Vampire is 16"T 12"W Lady is 16"T 9.5"W amd the boy is 13.5"T and 10"W


----------



## turtle2778 (Jul 9, 2006)

And i let that one slide pops.


----------



## Spookineer (Aug 20, 2006)

Thanks kid, appriciate it.


----------



## Haunted Bayou (Feb 16, 2007)

I was disappointed in the Donna the Dead. It is less than 5 feet tall and has the same sound track as the Zombie Bride. I was itching to get it until I saw it out of the box at Garden Ridge.

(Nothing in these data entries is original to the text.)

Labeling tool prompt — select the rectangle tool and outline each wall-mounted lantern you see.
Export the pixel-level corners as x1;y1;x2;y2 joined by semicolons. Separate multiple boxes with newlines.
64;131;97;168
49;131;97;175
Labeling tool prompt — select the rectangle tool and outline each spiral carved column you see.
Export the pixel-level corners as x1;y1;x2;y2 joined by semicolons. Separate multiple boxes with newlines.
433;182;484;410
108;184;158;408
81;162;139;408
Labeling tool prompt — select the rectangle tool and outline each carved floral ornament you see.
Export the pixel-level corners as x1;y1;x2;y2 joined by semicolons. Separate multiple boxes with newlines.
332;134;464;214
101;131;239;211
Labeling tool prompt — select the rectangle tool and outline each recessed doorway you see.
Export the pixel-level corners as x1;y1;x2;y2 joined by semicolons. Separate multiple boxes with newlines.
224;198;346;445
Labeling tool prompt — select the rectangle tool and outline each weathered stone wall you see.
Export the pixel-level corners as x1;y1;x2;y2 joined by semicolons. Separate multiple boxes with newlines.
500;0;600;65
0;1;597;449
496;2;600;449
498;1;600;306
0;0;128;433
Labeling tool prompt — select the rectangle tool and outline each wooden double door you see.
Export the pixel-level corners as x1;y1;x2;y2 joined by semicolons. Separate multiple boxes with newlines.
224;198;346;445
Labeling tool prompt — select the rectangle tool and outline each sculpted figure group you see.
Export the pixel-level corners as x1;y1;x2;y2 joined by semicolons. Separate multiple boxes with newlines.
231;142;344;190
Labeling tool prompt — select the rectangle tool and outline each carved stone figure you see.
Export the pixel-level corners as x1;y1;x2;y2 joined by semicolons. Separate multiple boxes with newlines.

I wonder if it can be modified?

Thanks for the shopping list. Everything looks awesome. 
Love the vampire, bustesses and the caged skelly.
I think those bustesses would look cool on grave stones.


----------



## turtle2778 (Jul 9, 2006)

Im not going to use standing anyway. I plan to put her in a bed all tied up like the exorsist chick. I think itll be perfect for it.


----------



## wolfen manor (Feb 26, 2006)

Thanks for the preview turtle...still nothing like that up here yet.


----------



## Hauntiholik (May 17, 2006)

turtle2778 said:


> OOOh slimy good thing you said that. A few of my things are from garden ridge. Im sorry i was jsut excited about the stuff and lumped this in with the micheals stuff. The vampire guy that hangs is GR and so are the 2 talking skulls.


Dang it! Here I got all excited 'cause I need the skull with the eyeballs.


----------



## turtle2778 (Jul 9, 2006)

Hauntie ya know ill be happy to get that for you.


----------



## Hauntiholik (May 17, 2006)

turtle2778 said:


> Hauntie ya know ill be happy to get that for you.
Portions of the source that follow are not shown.